Oil Price Edges Up To $69pb After Slumping To Eight-week Low

By The Nigerian Voice

Brent, Nigeria’s oil price benchmark steadied at $69.14 yesterday after a coronavirus-driven fall on Monday that saw prices tumble to an eight-week low of $68.62 per barrel.

The commodity’s upward trajectory was reversed with the latest virus waves demonstrating the uneven nature of the economic recovery, with the American Bank, Goldman Sachs, saying the delta variant may curb global oil demand by one million barrels a day for a couple of months.

But the fall from a multi-year high of $77 may not all be bad news for Nigeria, which recently expressed its discomfort over the rising price of the commodity, explaining that as a resource-dependent country, it’s not in its interest for prices to rise above its comfort zone.

Group Managing Director of the Nigerian National Petroleum Corporation (NNPC), Mallam Mele Kyari, recently raised the alarm over the rising oil price, saying it was bad for nations like Nigeria since buyers of the country’s crude will either resort to buying less or start the search for alternatives. Kyari had put the oil price band with which Nigeria will be comfortable at between $50 to $60, even as Nigeria’s gains from increasing international prices of the product have also been wiped out by payment of petrol subsidy which recently hit N120 billion monthly.
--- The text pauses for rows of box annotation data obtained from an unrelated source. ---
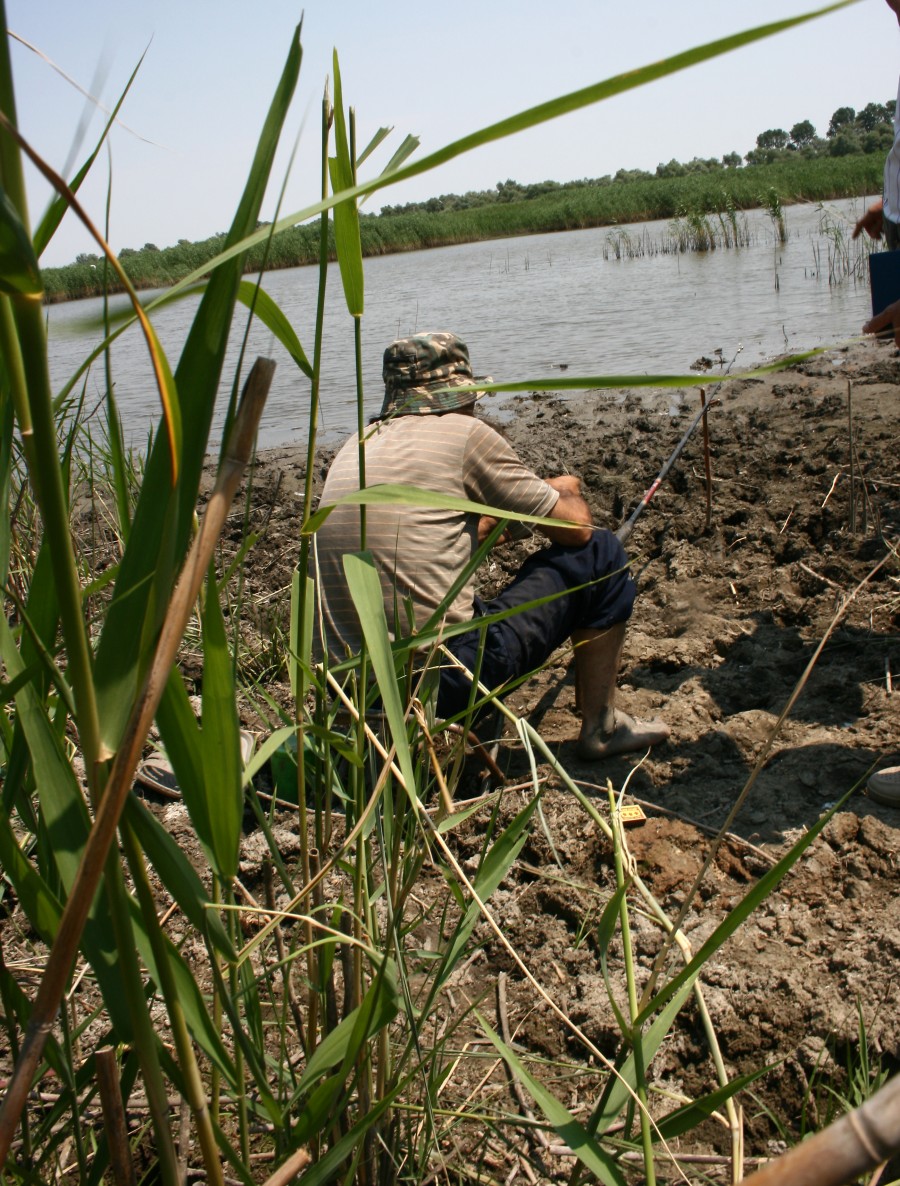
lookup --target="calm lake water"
[49,200,882,449]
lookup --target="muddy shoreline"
[224,342,900,1156]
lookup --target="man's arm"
[538,473,594,546]
[478,473,593,546]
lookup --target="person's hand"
[862,298,900,346]
[853,199,882,238]
[544,472,588,496]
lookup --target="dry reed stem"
[95,1046,135,1186]
[0,358,275,1163]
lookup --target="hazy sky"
[6,0,900,264]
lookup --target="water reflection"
[49,199,869,448]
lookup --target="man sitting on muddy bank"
[315,333,669,759]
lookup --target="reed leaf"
[475,1009,625,1186]
[0,187,44,297]
[657,1066,772,1141]
[200,569,243,885]
[328,50,365,318]
[95,25,301,750]
[34,50,147,259]
[344,553,416,801]
[237,280,313,378]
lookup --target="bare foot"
[577,709,670,761]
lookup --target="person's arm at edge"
[853,198,885,238]
[862,300,900,346]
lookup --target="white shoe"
[868,766,900,808]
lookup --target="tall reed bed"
[0,0,891,1186]
[38,154,882,300]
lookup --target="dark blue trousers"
[438,530,636,719]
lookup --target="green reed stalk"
[607,783,656,1186]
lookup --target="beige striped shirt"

Monday’s decline had also followed the agreement reached by the Organisation of the Petroleum Exporting Countries and allies (OPEC+) to increase oil production by 400,000 barrels per day starting from August 2021.

Although the OPEC+ deal was expected to see prices rise again to its pre-pandemic levels, the new strain could hit demand for oil.

Goldman Sachs said the OPEC+ deal to boost oil supply supports its view on oil prices and expects modest “upside” to its $80 per barrel summer Brent price forecast and a $5 upside to its $75 per barrel forecast in 2022.

Meanwhile, Royal Dutch Shell, yesterday confirmed that it will appeal a Dutch court ruling ordering the energy company to accelerate its carbon emission reduction target.

Shell had previously said it would appeal the May 26 ruling ordering it to reduce greenhouse gas emissions by 45 percent by 2030 from 2019 levels, significantly faster than its current plans.

The Anglo-Dutch company also said it would seek to ramp up its energy transition strategy in the wake of the ruling.

Shell Chief Executive, Ben van Beurden said in a statement yesterday that although the company had already put plans in place to cut its exposure to the fossil fuels industry, the court’s decision could upset its program towards the 2050 date.

“We agree urgent action is needed and we will accelerate our transition to net zero. But we will appeal because a court judgment, against a single company, is not effective. What is needed are clear, ambitious policies that will drive fundamental change across the whole energy system,” he said.